The way I see it, there's a spectrum of trust that goes from one extreme where almost no process works well, and the other extreme where almost any process works well.
So there's the easy discussion of how your technique is supposed to work, and then the hard discussion of how much trust it requires of the people involved.
"Why did our code break?" "Because we habitually ship things without thoroughly testing them."
"Why?" "Because our culture has product managers demanding things with short deadlines and no concern about the code quality."
... which, and this is key, has to be followed by managers at all relevant levels changing their processes to fix this. If it's not fixed -- at an organizational level -- as a result of the analysis, fuck off with the 5 whys process, it's just a joke.
I tried to run an Amazon-style 5-whys at my new job and my boss said, oh that was very good, good analysis. Then we did none of the things suggested. Well, there's no point. Just quit. You're going to be mediocre forever until the management chain buys in.
The reason Amazon scales well and can do so many things is that that their management is incentivized to care about things other than shipping/deliverables/this quarter's returns. It's still about the business overall, but Bezos' long-term-thinking has infected the entire company with long-termism and it's very effective.

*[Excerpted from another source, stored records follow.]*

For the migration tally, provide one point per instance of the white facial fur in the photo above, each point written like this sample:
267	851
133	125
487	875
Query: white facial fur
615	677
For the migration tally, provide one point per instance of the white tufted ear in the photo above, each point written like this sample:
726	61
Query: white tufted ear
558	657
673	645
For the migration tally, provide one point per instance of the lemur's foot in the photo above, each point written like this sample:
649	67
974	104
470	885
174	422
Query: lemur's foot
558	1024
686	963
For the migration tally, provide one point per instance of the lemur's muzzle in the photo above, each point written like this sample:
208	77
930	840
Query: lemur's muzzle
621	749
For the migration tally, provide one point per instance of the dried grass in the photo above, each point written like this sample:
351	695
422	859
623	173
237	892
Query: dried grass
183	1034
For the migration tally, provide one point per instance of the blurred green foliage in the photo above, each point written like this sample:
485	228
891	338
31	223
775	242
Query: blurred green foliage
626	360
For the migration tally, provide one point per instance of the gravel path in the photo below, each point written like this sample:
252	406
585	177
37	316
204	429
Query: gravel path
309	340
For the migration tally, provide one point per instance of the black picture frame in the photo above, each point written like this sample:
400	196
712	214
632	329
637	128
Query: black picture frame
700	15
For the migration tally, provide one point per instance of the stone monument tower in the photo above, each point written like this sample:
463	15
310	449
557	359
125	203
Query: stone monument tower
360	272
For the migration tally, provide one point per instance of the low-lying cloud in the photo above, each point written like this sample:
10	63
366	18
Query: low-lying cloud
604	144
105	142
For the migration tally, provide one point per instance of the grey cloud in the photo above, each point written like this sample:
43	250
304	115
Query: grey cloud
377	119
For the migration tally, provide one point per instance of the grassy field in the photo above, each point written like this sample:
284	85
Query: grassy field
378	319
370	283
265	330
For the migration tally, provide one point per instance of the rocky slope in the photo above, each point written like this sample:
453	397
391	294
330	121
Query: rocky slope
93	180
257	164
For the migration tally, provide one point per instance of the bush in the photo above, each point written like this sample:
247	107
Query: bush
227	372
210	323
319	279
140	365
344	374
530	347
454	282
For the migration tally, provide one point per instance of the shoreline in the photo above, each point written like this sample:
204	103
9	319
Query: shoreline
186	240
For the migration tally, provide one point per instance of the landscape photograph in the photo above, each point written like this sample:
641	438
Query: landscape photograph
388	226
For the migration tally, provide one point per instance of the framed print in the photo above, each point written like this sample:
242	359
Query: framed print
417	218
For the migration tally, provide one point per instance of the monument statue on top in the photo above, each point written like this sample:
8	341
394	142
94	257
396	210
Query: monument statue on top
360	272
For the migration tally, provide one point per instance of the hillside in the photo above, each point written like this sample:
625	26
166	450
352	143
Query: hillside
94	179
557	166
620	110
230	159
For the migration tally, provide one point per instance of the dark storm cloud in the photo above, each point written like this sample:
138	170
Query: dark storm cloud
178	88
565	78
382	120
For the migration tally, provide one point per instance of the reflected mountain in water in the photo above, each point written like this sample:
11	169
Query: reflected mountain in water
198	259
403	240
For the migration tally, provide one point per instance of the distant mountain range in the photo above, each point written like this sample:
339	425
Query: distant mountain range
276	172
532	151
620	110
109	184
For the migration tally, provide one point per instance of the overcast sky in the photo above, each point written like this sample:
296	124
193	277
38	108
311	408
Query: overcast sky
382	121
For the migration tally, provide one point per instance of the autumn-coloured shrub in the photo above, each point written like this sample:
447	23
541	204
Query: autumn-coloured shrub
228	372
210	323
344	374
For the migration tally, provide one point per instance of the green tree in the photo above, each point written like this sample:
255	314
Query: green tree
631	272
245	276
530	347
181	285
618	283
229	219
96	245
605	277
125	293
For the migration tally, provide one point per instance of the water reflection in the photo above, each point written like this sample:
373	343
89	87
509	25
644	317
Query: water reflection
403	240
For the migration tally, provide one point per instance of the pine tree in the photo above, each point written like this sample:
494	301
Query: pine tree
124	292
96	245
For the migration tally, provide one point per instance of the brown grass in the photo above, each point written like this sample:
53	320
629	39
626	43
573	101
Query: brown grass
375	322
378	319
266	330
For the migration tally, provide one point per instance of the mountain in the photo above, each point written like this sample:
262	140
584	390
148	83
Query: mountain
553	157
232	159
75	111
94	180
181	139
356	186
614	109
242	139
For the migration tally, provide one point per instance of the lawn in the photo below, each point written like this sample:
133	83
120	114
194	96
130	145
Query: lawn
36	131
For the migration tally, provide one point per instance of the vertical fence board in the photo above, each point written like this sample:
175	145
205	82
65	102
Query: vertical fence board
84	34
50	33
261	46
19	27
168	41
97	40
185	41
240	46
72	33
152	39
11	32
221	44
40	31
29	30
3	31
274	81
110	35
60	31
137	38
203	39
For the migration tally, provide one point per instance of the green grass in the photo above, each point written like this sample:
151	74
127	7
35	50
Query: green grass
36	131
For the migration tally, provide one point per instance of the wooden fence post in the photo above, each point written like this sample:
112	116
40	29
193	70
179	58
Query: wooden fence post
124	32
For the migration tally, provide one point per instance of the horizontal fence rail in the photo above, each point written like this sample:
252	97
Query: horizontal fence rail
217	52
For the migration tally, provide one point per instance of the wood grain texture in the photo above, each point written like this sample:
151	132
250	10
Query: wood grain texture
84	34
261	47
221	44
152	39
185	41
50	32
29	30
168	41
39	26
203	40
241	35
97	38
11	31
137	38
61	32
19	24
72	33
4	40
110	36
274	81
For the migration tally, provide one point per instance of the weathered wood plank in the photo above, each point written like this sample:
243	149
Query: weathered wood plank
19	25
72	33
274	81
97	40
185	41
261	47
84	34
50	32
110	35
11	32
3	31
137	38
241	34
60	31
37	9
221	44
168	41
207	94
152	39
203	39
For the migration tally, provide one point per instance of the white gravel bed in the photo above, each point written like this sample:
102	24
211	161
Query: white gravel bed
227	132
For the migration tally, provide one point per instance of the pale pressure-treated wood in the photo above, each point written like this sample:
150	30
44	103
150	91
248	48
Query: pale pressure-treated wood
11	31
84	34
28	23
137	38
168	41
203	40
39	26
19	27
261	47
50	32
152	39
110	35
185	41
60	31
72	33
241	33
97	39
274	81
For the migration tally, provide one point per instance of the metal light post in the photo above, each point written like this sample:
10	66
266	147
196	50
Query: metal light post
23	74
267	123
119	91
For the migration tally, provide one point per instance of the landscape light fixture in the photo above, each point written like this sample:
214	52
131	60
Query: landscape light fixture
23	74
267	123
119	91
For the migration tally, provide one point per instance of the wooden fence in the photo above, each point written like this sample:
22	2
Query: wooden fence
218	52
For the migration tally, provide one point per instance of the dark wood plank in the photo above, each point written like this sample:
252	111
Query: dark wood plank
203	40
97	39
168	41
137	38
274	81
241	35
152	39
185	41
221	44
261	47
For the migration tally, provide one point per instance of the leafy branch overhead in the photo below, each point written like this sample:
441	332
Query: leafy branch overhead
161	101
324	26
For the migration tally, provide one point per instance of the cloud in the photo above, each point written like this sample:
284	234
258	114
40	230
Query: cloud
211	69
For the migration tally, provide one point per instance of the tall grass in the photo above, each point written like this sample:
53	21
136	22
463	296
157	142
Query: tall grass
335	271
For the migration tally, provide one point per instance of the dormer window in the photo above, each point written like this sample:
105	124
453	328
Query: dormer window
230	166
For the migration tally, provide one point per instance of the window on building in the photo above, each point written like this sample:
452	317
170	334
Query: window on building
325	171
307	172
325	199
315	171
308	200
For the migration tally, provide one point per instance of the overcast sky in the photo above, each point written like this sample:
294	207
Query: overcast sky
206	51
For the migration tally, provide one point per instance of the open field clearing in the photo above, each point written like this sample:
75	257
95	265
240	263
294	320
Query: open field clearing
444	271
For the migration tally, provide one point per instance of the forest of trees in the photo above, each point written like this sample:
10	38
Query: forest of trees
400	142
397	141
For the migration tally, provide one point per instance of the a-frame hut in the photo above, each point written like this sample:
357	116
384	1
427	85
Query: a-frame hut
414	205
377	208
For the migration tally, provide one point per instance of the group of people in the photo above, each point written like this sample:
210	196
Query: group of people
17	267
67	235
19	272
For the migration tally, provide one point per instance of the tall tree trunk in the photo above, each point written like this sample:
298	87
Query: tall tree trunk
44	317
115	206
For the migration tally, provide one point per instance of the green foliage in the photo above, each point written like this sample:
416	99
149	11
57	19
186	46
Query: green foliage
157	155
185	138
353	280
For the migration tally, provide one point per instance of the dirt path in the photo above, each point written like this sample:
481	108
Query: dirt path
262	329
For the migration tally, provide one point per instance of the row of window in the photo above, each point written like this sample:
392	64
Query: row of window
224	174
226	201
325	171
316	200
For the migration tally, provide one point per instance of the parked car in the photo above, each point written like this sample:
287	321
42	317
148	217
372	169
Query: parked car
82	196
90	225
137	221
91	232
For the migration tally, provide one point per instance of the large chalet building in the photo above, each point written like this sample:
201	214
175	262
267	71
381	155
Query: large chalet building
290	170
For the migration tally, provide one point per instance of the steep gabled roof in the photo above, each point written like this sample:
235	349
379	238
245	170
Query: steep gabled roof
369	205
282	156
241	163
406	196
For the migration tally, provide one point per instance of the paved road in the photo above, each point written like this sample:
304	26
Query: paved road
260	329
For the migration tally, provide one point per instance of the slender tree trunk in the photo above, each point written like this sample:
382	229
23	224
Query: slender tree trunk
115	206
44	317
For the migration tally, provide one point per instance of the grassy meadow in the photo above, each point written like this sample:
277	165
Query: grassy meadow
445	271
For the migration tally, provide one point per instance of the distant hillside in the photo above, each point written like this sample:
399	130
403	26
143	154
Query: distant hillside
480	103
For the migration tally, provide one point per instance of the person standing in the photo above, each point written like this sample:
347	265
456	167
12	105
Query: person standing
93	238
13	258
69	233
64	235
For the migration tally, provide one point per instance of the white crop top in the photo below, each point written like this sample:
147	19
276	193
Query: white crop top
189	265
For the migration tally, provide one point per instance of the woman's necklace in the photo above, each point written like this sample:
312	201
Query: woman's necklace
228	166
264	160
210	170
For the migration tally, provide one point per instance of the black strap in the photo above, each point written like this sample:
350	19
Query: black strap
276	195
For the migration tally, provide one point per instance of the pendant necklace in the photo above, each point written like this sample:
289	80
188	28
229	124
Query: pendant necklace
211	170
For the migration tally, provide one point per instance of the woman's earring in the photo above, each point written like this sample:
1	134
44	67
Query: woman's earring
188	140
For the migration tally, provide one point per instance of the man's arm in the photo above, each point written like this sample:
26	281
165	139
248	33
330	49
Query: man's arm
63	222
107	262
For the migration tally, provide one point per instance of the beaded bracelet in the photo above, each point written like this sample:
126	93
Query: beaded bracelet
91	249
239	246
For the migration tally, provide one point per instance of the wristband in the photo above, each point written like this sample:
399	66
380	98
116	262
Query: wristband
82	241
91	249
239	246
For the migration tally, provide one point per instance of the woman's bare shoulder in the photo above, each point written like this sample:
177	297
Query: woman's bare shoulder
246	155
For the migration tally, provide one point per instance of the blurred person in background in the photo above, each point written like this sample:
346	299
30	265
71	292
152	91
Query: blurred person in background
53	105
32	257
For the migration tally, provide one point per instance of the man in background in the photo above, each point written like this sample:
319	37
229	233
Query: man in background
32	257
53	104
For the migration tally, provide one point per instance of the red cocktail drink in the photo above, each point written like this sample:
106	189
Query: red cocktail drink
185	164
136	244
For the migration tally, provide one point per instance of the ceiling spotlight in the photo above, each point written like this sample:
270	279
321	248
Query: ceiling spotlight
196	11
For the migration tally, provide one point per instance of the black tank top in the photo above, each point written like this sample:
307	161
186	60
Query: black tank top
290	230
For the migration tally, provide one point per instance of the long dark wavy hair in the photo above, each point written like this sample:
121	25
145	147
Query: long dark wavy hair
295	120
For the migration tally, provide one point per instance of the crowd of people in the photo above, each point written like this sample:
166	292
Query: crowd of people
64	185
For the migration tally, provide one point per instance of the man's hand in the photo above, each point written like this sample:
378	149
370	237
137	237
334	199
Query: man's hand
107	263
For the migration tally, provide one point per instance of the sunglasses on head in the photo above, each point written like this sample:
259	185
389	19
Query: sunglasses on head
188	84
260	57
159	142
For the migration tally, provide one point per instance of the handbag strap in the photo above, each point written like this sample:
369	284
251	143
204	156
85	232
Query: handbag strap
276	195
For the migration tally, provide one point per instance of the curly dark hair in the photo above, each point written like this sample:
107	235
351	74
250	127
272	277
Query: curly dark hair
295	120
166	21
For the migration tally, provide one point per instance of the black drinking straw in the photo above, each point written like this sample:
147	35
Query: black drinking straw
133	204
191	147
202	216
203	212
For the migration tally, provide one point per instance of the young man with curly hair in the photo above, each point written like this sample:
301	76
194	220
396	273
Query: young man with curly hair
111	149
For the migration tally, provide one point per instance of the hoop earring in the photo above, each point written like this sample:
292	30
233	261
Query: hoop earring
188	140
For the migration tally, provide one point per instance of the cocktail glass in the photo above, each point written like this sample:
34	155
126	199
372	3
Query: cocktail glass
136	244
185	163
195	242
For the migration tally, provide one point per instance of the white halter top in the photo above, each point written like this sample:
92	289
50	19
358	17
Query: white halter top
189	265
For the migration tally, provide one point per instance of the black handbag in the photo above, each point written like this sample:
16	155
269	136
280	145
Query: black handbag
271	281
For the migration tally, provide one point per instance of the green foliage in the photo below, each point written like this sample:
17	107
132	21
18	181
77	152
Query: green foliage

I am quite sure that Google/Microsoft/etc do not have this quality in the same degree (or they would not have made many of their obvious mistakes). Not that Amazon doesn't make mistakes; they just make different kinds than a lot of other companies. And of course plenty of departments at Amazon don't do this well either; it's too big a company to be culturally uniform. But at least the norm is to do it well instead of badly, which is more than you can say about most larger-than-startup-sized companies.